Zambia Air Force commander hopes to buy more Chinese aircraft

Source
China Military
Editor
Zhang Tao
Time
2016-11-04

ZHUHAI, Nov. 4 (ChinaMil) -- The 11th China International Aviation and Aerospace Exhibition (Airshow China 2016) kicked off in Zhuhai on November 1.

The exhibition not only brought together many domestic and foreign well-known exhibitors, but also attracted many domestic and foreign customers to visit and to discuss opportunities for cooperation.

In an exclusive interview, Erick Chimese, commander of Zambia Air Force, said that China's L-15 fighter trainer (training and light attack aircraft) is a very advanced multi-purpose flight platform with advanced avionics and weapon systems. As a third-generation aircraft, L-15 has led the Zambia Air Force to the modern aviation stage.

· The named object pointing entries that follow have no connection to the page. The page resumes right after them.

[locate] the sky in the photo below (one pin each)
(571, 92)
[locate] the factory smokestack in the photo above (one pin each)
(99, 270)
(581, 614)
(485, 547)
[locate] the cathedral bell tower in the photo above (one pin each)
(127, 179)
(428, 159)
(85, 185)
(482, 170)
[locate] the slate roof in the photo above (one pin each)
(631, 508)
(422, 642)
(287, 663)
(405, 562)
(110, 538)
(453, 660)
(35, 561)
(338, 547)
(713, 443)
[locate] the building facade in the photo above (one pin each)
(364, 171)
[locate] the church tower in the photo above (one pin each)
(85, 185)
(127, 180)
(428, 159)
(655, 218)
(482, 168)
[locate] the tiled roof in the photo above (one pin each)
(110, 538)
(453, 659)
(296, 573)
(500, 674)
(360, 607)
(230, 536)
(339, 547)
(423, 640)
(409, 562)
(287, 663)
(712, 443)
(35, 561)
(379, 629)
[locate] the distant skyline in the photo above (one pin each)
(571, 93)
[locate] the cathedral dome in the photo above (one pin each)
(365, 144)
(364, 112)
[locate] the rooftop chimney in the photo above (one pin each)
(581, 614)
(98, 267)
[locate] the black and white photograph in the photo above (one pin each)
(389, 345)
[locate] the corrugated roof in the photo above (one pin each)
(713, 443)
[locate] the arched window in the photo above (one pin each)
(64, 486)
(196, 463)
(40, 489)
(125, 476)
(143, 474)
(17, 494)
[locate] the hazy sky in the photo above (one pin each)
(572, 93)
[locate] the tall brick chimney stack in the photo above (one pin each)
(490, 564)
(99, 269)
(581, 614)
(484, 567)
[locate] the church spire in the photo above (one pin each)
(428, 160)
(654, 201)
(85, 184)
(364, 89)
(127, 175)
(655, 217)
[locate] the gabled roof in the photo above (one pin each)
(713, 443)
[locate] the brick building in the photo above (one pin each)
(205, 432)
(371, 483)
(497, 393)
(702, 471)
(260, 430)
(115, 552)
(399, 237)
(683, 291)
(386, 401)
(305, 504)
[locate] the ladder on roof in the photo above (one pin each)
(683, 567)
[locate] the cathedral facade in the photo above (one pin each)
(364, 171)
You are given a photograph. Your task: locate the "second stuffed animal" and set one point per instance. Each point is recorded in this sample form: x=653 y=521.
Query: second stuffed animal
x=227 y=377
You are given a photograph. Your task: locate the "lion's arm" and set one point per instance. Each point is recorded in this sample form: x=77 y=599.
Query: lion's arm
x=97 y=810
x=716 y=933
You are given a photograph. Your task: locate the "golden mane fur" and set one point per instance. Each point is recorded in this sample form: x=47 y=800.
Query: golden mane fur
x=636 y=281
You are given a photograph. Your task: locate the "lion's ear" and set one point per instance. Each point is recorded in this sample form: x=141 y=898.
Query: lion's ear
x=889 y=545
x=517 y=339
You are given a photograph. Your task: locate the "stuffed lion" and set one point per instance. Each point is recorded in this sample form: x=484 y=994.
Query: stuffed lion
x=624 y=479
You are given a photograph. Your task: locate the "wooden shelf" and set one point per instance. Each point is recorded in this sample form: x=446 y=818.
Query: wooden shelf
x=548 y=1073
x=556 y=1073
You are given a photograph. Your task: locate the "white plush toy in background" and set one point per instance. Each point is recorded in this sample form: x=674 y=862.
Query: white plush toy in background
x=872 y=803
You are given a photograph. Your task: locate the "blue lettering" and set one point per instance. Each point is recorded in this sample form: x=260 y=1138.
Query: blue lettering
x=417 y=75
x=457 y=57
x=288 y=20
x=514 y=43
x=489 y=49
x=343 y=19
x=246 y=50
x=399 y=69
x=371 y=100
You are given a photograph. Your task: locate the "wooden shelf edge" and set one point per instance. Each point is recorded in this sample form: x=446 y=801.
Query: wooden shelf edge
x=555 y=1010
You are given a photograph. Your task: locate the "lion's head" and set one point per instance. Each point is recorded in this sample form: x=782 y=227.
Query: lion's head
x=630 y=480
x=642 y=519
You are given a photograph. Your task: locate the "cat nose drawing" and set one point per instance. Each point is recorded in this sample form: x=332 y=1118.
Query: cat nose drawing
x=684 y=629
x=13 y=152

In the international market, the advanced trainers mainly include Yakovlev Yak-130 of Russia and M346 of Italy and so on. So why would the Zambia Air Force choose L-15?

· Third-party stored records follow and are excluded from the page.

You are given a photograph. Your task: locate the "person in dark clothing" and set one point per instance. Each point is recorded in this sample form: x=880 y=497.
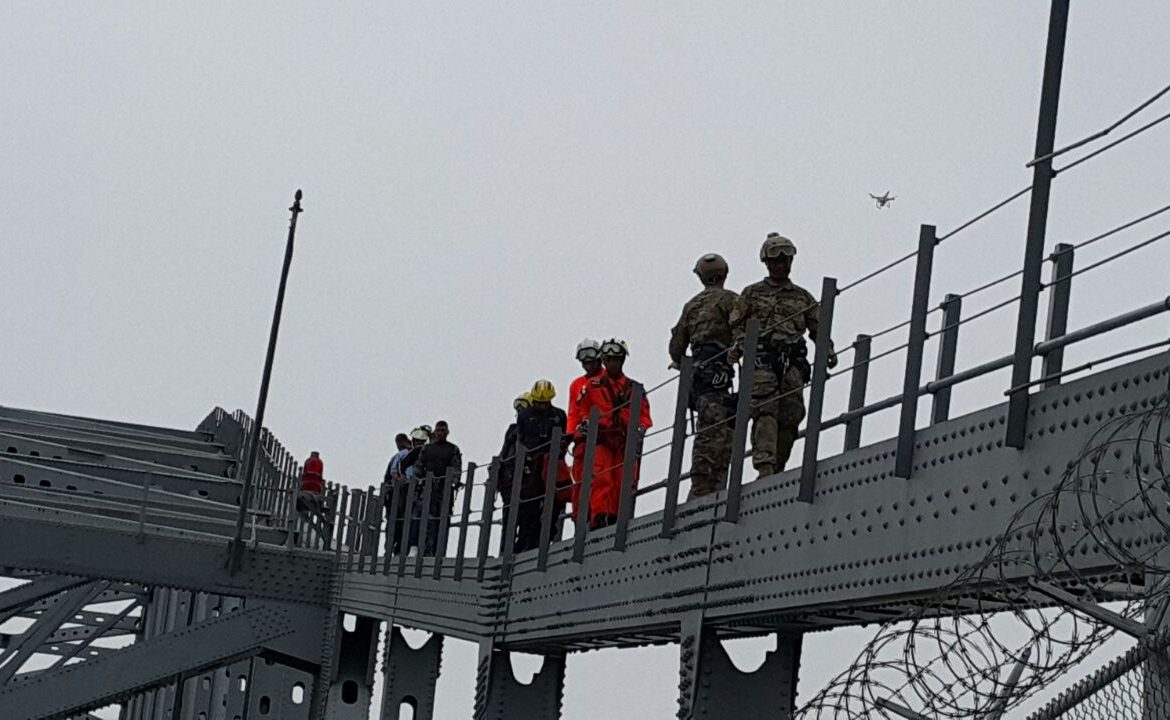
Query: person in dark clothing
x=534 y=430
x=508 y=466
x=400 y=475
x=434 y=460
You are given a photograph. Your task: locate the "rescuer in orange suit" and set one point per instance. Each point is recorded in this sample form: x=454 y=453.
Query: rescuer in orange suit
x=589 y=355
x=610 y=391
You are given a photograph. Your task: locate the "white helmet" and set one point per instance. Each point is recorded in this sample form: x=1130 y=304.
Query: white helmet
x=589 y=349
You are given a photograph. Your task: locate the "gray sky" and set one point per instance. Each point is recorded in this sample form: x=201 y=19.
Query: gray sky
x=486 y=184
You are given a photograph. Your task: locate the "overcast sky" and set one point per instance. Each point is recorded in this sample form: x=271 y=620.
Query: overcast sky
x=487 y=183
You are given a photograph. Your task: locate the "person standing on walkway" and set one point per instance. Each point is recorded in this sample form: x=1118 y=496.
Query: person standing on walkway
x=508 y=465
x=589 y=355
x=534 y=430
x=706 y=328
x=611 y=392
x=785 y=313
x=434 y=460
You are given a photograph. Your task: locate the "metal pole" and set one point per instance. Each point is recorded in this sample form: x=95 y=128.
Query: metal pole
x=489 y=506
x=1061 y=288
x=461 y=547
x=1037 y=224
x=424 y=522
x=392 y=523
x=583 y=500
x=341 y=525
x=858 y=389
x=742 y=415
x=355 y=529
x=678 y=445
x=142 y=512
x=404 y=541
x=628 y=470
x=817 y=393
x=948 y=345
x=448 y=487
x=249 y=465
x=514 y=505
x=550 y=492
x=903 y=460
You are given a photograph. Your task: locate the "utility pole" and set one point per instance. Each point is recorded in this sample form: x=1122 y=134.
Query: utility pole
x=249 y=464
x=1037 y=225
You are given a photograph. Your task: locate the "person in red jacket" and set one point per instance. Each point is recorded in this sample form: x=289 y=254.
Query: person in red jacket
x=610 y=392
x=312 y=479
x=589 y=355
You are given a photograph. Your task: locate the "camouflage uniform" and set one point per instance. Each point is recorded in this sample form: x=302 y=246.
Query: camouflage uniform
x=706 y=326
x=785 y=312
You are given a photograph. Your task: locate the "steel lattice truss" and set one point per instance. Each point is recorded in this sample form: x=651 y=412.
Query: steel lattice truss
x=118 y=536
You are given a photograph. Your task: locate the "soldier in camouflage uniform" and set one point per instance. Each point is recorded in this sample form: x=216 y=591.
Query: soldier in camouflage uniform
x=785 y=312
x=706 y=327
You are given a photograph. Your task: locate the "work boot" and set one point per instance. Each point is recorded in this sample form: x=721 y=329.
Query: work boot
x=603 y=520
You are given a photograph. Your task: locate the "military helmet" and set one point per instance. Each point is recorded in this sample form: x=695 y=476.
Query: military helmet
x=711 y=265
x=614 y=348
x=543 y=391
x=587 y=349
x=775 y=246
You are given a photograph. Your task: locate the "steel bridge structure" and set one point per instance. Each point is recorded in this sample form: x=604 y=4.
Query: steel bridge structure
x=119 y=537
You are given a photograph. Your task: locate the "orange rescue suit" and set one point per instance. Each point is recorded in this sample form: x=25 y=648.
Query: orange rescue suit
x=611 y=396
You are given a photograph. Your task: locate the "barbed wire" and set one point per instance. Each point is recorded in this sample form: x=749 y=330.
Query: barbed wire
x=990 y=639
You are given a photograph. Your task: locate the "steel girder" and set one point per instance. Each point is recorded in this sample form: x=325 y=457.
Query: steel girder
x=75 y=543
x=867 y=542
x=71 y=420
x=176 y=481
x=118 y=674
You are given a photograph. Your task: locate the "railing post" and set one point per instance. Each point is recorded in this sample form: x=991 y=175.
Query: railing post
x=424 y=522
x=392 y=523
x=514 y=505
x=1061 y=287
x=486 y=514
x=370 y=525
x=917 y=337
x=404 y=542
x=678 y=445
x=550 y=492
x=817 y=392
x=1037 y=226
x=341 y=525
x=633 y=439
x=461 y=547
x=948 y=345
x=742 y=416
x=448 y=487
x=355 y=521
x=858 y=389
x=583 y=496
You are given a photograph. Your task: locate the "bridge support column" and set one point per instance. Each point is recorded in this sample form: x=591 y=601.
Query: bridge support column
x=410 y=676
x=711 y=687
x=353 y=665
x=500 y=696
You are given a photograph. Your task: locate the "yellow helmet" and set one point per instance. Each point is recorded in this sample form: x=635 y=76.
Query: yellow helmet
x=543 y=391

Chimese said that as a developing country, Zambia needs to take financial issues into account in the procurement of new aircraft. As the traditional partner of the Zambia Air Force, the Aviation Industry Corporation of China (AVIC) provided us with a very flexible choice, which helped the Zambia government fulfill the goal of procuring advanced fighter in a tight financial situation.

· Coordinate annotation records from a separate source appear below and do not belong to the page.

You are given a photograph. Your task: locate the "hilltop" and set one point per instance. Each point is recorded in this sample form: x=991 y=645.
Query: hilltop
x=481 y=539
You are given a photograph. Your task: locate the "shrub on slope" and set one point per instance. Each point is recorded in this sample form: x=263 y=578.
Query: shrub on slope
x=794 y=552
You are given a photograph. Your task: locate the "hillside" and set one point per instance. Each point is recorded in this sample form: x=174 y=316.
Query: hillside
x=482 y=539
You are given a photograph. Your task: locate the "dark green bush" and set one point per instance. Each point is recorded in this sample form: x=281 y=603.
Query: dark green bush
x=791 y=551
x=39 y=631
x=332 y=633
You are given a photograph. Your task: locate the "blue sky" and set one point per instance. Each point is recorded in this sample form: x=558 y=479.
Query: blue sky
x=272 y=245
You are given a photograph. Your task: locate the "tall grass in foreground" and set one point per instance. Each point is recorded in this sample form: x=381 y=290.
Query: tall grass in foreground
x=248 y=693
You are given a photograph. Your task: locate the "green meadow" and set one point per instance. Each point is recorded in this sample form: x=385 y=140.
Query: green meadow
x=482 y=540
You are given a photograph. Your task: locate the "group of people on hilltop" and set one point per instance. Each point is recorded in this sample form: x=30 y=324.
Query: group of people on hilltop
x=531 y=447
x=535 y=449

Moreover, from the perspective of the national defense development, Zambia needs to have a strong air force to defend the country. L-15 can meet this requirement and help balance operational tasks and training efficiency.

In addition, the maintenance cost of L-15 is not expensive. With the above factors considered, after a comparison of similar aircraft of Russia and Italy, the Zambia Air Force made its final decision on L-15, Chimese said.

Over the years, the Zambia Air Force has purchased a variety of Chinese aircraft, which made it an loyal AVIC customer. Chimese said that with a strong national defense, China is a powerful country comparable to the US and Russia. Zambia has always been China's traditional partner. The economic growth of Zambia has led to a growing demand for the development of national defense.

In this regard, Zambia hopes to stay in line with China, he said. From the Zambia Air Force's point of view, there is no doubt that it hopes to procure more advanced equipment like fighters and other types of aircraft, according to Chimese. The Zambia Air force is currently in negotiation with AVIC on such matters, he added.

Chimese said that Zambia is a major African country with a vast territory, so air transportation has broad prospects in Zambia and there is also a high demand for aircraft. The Chinese aircraft such as Modern Ark 60, Y-12 and Z-9 purchased by Zambia have already facilitated Zambia's transportation. Therefore, there is no doubt that Zambia will consider the procurement of more Chinese aircraft in the future, he said.

Chimese said that compared with many airshows including the Paris Air Show, the Dubai Airshow and the Africa Aerospace and Defense Show, the Airshow China 2016 is a world-class exhibition in terms of organization or exhibits. Since his first visit in 2012, the Airshow China has made great progress with an increasing scale and a richer display of exhibits, he said.

At the opening ceremony of the Airshow China 2016 on November 1, the domestic heavy stealth fighter J-20 made its public debut with a wonderful flight performance. After seeing the flight performance of J-20, Chimese said that he felt as if he saw the future of Chinese fighters.

Chimese is a former fighter pilot with years of flying experience, he said that the J-20 is an advanced fighter comparable to the F-22 of US. The flying actions of J-20 showed that it has a very strong thrust, which is quite shocking, he added.

Before the appearance of Chinese fighters such as J-20, the fights in the world were divided into two groups: the west and Russia. Chimese said that he hopes the AVIC can continue to develop so that other countries will have more alternatives in the future.